Artikel 10 Algemene aanduidingsregels
10.1 Milieuzone - intrekgebied
Ter plaatse van de aanduiding "milieuzone - intrekgebied" geldt dat de gronden naast de andere voor die gronden aangewezen bestemming(en) en aanduidingen, tevens bestemd zijn voor doeleinden ter bescherming en veiligstelling van de kwaliteit van het grondwater.

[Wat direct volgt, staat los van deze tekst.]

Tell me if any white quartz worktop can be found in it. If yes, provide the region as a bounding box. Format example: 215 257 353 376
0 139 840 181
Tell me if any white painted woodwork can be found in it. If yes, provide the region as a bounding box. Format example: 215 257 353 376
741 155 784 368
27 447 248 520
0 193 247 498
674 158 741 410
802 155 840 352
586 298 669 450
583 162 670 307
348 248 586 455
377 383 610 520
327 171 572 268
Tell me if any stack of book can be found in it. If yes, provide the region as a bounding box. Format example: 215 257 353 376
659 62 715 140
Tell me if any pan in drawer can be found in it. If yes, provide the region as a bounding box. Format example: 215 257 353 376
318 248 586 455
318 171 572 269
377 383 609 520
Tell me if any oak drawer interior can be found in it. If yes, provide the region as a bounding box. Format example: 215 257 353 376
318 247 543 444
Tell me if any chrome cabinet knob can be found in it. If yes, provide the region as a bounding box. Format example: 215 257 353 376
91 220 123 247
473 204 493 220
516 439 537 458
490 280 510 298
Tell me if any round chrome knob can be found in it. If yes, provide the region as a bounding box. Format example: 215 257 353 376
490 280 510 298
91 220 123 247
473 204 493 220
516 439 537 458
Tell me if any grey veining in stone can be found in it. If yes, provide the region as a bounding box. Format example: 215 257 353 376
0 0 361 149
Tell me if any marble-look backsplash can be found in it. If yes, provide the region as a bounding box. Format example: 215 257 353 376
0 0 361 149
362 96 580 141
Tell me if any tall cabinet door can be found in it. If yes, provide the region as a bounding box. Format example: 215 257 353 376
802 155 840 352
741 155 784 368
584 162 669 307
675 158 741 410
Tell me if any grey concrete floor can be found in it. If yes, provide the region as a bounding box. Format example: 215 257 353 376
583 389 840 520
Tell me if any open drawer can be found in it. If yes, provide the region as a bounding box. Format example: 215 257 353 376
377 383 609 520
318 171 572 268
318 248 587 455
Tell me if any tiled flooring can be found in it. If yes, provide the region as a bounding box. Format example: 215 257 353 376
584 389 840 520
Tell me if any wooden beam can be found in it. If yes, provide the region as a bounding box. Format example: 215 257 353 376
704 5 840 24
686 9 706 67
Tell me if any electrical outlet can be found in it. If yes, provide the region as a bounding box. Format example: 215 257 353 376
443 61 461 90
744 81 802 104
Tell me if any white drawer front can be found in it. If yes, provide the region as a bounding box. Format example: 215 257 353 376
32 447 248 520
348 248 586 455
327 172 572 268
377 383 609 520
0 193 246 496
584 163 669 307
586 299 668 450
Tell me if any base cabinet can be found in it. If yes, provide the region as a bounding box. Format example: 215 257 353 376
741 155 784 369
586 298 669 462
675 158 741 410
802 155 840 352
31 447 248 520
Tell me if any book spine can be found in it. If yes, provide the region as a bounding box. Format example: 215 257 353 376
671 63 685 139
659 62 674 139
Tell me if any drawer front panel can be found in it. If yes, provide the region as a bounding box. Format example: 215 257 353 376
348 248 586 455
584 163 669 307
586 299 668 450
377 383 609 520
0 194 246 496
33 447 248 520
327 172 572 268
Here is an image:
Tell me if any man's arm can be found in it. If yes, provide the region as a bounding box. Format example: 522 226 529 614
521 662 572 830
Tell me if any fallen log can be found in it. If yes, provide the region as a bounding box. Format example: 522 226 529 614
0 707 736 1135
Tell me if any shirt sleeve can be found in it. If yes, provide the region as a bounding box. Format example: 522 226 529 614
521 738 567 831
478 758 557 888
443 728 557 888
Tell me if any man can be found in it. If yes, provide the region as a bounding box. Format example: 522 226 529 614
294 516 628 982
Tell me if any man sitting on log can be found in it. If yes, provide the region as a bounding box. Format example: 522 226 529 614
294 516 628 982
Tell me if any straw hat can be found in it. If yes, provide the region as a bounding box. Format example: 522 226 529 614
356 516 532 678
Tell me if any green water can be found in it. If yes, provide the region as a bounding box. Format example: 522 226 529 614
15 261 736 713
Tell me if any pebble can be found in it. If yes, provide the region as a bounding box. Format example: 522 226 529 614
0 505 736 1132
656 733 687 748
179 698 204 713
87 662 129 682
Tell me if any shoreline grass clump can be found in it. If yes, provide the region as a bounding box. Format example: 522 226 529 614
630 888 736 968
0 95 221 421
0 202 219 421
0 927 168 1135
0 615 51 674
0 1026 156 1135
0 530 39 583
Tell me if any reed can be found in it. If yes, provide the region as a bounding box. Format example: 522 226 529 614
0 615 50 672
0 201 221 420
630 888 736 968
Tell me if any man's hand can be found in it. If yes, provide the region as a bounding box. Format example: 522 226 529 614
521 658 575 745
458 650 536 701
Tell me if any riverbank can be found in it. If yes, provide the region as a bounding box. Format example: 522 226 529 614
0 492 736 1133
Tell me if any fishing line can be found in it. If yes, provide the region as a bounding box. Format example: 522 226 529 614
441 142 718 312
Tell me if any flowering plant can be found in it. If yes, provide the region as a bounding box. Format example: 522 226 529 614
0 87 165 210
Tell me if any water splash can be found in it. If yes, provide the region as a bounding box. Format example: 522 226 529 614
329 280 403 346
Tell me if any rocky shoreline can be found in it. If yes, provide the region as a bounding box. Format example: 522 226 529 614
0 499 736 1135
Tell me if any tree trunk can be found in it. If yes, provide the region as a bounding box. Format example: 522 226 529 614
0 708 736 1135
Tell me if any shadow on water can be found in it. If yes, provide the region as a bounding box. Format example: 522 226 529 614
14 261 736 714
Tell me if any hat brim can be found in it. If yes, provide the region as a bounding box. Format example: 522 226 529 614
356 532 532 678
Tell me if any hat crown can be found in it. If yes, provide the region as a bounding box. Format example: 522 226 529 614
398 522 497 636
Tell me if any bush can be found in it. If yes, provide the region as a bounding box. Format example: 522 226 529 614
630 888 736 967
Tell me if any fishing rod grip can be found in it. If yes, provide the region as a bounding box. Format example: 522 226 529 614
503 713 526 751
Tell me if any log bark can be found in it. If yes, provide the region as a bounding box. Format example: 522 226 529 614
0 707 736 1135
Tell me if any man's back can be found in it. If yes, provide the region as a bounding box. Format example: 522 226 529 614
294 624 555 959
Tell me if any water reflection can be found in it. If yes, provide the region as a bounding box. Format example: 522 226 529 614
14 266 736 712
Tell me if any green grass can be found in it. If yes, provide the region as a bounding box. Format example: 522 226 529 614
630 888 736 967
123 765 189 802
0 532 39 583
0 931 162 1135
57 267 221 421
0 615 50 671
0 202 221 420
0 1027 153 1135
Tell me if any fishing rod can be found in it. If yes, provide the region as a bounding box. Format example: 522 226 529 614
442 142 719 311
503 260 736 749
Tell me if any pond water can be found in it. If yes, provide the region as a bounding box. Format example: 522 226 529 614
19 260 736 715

Artikel 11 Algemene afwijkingsregels
11.1 Afwijkingsbevoegdheid
11.1.1 Omgevingsvergunning
Bij een omgevingsvergunning kan worden afgeweken van:
-
de bij recht in de regels gegeven maten, afmetingen, percentages, met uitzondering van
oppervlakte- en inhoudsmaten, tot niet meer dan 10% van die maten, afmetingen en percentages, indien dat uit stedenbouwkundig oogpunt en/of welstand ter plaatse aanvaardbaar is;
-
de bestemmingsregels en toestaan dat het beloop of het profiel van wegen of de aansluiting
van wegen onderling in geringe mate wordt aangepast, indien de verkeersveiligheid en/of -intensiteit daartoe aanleiding geven;
-
de bestemmingsregels met het oog op de aanpassing aan de werkelijke afmetingen van het
terrein, mits de structuur van het plan niet wordt aangetast, de belangen van derden in redelijkheid niet worden geschaad en de vergunning gewenst en noodzakelijk wordt geacht voor de juiste verwezenlijking van het plan;
-
de bestemmingsregels en toestaan dat de bouwhoogte van de bouwwerken, geen gebouwen
zijnde wordt vergroot tot niet meer dan 10 m;
-
de bestemmingsregels en toestaan dat telecommasten tot een bouwhoogte van niet meer
dan 40 m worden geplaatst;
-
de bestemmingsregels en toestaan dat wordt gebouwd voor nutsvoorzieningen tot een
bouwhoogte van niet meer dan 3 m en een oppervlakte van niet meer dan 25 m2;
-
het bepaalde ten aanzien van de maximale bouwhoogte van gebouwen en toestaan dat de
bouwhoogte van de gebouwen wordt vergroot ten behoeve van plaatselijke verhogingen, zoals schoorstenen, luchtkokers, liftkokers, lichtkappen en schotelantennes, indien de oppervlakte van de vergroting van de verhoging niet meer bedraagt dan 1 m2, met dien verstande dat de oppervlakte van de vergroting ten behoeve van een liftkoker niet meer bedraagt dan 4 m2;
-
de bestemmingsregels ten behoeve van tijdelijk kamperen in groeps- of verenigingsverband
met een duur van niet meer dan 10 dagen (opbouw- en afbreekdagen daaronder begrepen).
11.2 Afwegingskader
Een in 12.1.1 genoemde omgevingsvergunning kan slechts worden verleend indien geen onevenredige aantasting plaatsvindt van:
-
het straat- en bebouwingsbeeld;
b de milieusituatie;
c de verkeersveiligheid;
d de gebruiksmogelijkheden van de aangrenzende gronden;
e de sociale veiligheid
f de externe veiligheid.
Artikel 12 Algemene procedureregels
12.1 Nadere eis
Voor het stellen van een nadere eis geldt de volgende voorbereidingsprocedure:
-
een ontwerpbesluit ligt, met bijhorende stukken, gedurende twee weken ter inzage;
-
de terinzagelegging wordt vooraf bekend gemaakt in ? of meer dag-, nieuws of huis-aan-huisbladen of op een andere geschikte wijze;
-
de bekendmaking houdt mededeling in van de bevoegdheid voor belanghebbenden tot het naar voren brengen van zienswijzen gedurende de onder a genoemde termijn;
-
burgemeester en wethouders delen aan hen die zienswijzen naar voren hebben gebracht de beslissing daaromtrent mede.